What Peter Drucker Would Be Reading
Recent selections from around the web that, we think, would have caught Peter Drucker’s eye:
1. Leadership Lessons From Johann Sebastian Bach: Drawing management principles from music—something Peter Drucker loved to do—Steve Denning writes at Forbes.com about the “overwhelming” musical experience he recently enjoyed: listening to Bach’s Mass in B Minor in the National Cathedral in Washington. “So far as we know, Bach did not set out to compose the work in its entirety,” Denning writes. “Instead he proceeded in an iterative fashion over some 15 years.”

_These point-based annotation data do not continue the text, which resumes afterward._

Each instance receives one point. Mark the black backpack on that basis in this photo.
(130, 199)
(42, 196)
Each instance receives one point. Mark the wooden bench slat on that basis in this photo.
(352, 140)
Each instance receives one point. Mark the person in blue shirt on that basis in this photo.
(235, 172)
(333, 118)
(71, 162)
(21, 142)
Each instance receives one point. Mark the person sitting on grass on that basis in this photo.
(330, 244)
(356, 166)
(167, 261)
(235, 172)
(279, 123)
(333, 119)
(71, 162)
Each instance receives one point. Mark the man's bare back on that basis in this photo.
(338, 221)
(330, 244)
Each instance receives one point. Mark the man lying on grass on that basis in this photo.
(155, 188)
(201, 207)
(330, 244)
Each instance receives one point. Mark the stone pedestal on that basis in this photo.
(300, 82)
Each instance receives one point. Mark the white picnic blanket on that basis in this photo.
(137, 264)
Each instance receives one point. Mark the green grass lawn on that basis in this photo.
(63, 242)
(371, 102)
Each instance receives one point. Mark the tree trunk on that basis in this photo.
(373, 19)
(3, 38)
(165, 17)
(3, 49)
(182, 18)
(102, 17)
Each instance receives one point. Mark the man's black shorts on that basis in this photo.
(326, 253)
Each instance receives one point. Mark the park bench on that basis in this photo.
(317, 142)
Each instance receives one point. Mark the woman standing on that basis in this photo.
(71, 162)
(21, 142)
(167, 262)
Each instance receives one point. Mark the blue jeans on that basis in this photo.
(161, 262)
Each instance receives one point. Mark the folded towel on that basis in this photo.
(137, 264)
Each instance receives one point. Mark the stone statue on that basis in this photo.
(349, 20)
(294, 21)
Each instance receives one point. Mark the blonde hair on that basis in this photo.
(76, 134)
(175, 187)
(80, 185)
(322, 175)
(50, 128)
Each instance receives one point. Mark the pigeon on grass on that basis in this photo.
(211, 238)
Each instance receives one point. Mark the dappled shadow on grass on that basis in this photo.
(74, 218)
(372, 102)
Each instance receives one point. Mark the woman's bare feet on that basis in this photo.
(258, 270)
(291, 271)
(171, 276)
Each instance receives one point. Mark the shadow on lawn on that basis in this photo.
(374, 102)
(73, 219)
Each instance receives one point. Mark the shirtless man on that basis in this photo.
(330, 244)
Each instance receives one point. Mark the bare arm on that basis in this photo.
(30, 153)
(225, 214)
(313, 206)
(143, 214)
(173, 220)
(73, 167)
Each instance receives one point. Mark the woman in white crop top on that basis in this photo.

2. To Be More Productive, Limit Interruptions: We know how costly interruptions can be during the workday. Researchers say the effects can be worse than those of pulling an all-nighter. But Leslie Brokaw at the MIT Sloan Management Review’s Innovations blog says it’s not enough to stop others from breaking up your concentration, because sometimes you’re the responsible party. “It’s one thing to deal with people who interrupt you,” she writes. “It’s another thing to deal with your own tendency to interrupt yourself.”
3. To Innovate, Turn Your Pecking Order Upside Down: Even the greatest idea with the greatest brain trust can go wrong if you don’t put the right people on the right tasks. Chris Trimble, writing on the HBR Blog, says one thing to which we’re especially resistant is fiddling with established power structures. But if you want to get something truly innovative done, you can’t afford to leave hierarchies untouched: “To build the right kind of team, for any breakthrough innovation effort, you have to think, quite literally, as though you are building a new company from scratch.”

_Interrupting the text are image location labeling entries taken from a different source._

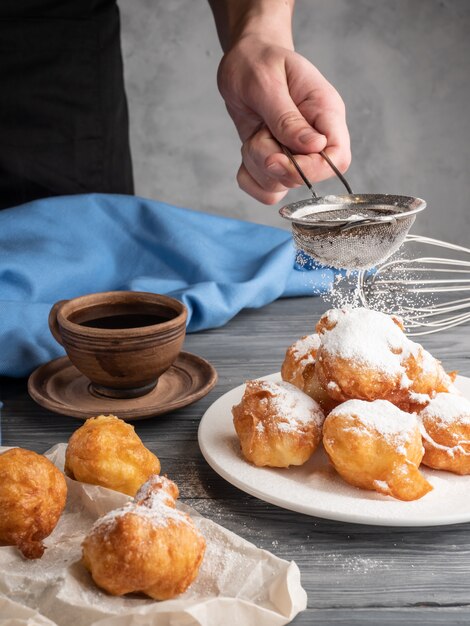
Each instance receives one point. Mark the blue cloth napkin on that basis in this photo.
(68, 246)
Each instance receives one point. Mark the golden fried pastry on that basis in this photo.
(376, 446)
(33, 493)
(277, 424)
(298, 369)
(106, 451)
(146, 546)
(365, 355)
(300, 354)
(445, 426)
(428, 378)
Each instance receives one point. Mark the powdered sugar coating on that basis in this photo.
(292, 407)
(448, 408)
(382, 416)
(158, 507)
(369, 338)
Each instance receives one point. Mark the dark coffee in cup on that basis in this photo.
(121, 340)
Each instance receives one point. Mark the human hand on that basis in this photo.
(272, 93)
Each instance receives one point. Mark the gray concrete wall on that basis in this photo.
(402, 67)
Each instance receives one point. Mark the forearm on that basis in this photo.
(268, 20)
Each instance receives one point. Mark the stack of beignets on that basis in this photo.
(371, 380)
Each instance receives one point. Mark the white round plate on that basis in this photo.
(315, 489)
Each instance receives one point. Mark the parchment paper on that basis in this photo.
(238, 584)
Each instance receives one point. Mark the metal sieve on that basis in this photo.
(351, 231)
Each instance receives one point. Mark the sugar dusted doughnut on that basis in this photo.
(277, 424)
(299, 355)
(298, 369)
(365, 355)
(146, 546)
(446, 433)
(376, 446)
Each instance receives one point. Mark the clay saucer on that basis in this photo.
(60, 387)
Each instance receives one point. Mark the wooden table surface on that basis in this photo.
(354, 575)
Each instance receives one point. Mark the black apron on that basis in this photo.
(63, 110)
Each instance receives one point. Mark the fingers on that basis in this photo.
(332, 122)
(248, 184)
(267, 164)
(289, 126)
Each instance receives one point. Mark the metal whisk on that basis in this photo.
(421, 289)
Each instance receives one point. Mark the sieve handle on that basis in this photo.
(293, 160)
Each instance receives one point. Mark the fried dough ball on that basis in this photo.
(446, 433)
(365, 355)
(428, 378)
(301, 353)
(106, 451)
(33, 493)
(298, 369)
(376, 446)
(277, 424)
(146, 546)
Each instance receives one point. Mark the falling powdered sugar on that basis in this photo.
(369, 338)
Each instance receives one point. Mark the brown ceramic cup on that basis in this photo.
(121, 340)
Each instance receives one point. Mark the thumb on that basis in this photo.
(288, 125)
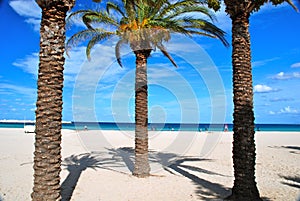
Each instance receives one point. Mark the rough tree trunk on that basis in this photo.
(141, 166)
(47, 154)
(243, 117)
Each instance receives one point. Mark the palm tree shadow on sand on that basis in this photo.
(122, 160)
(76, 165)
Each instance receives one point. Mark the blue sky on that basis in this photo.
(199, 90)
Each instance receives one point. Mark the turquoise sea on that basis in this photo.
(160, 126)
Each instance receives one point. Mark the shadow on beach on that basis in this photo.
(122, 159)
(291, 181)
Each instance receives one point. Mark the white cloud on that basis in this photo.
(28, 9)
(288, 110)
(262, 88)
(263, 62)
(29, 64)
(272, 113)
(18, 89)
(281, 76)
(286, 76)
(295, 65)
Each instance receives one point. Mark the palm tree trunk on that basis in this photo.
(47, 154)
(243, 117)
(141, 166)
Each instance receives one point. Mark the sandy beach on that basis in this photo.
(187, 166)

4. The Dx Comment of the Week: In response to our post “The ROI on That Sheepskin,” in which we asked whether a college degree was still worth the increasingly enormous sums required to pay for it, reader Rob Perhamus had this to say:
Will Bill Gates’s projection that technology will reduce a four-year higher-ed degree from $200,000 to $2,000 over the next 10 years come true? Will universities embrace technology or attempt to defend themselves from Adam Smith’s ‘invisible hand’? My opinion is that there is no defense. I would hate to be the person who paid $200,000 for a $2,000 degree.